When it comes to taking initiative, one major roadblock is the supposed lack of resources. We use this as an excuse to hold off on taking initiative. These resources could be time, or money, or support from friends, or any number of things.
But when you think about it, there are SO many cheap and easy resources available to us today. Want to publish a book? Before you had to play courtier to the major publishing houses; now, you can just use Amazon self-publishing. Becoming a writer is even easier; just start a blog with one of the many free or nearly-free websites available.
Want to have your own talk show? Take your smartphone, record something, and upload it to YouTube. Do that four or five nights a week, and you’ll gather a nice little audience. Want to be a comedian, magician, musician, etc. but need a larger audience? Post your work to Instagram and Tik-Tok. It’ll costs no money and very little time, yet will pay dividends in returns.
We want to cry over not having the resources necessary to be creatives, whether it be in art or in business. This excuse is a scapegoat for the real issue that our pride doesn’t want us to face: The real scarcity in this world isn’t resources, it initiative itself.

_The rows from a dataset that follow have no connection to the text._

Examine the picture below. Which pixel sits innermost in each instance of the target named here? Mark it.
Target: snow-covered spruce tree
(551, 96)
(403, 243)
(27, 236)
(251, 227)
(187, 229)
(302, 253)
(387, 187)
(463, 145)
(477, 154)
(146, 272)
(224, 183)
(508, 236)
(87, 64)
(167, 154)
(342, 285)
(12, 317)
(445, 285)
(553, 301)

Taking initiative is much harder than imagining the reward. Initiative brings the possibility of failure and humiliation, which is why it is so unappealing. But if you find yourself not wanting to take initiative, chances are you were more attracted to the title than the actual thing.
Those who take initiative have the advantage. In the globalized world of business, where everyone is competing against one another, those who consistently take initiative on new ideas are the ones who gain attention. With attention comes promotions, raises, funding, and fame.
Traditionally, those who took control of scarce resources had a drastic advantage over the rest. When you take control of initiative, you too will have an advantage.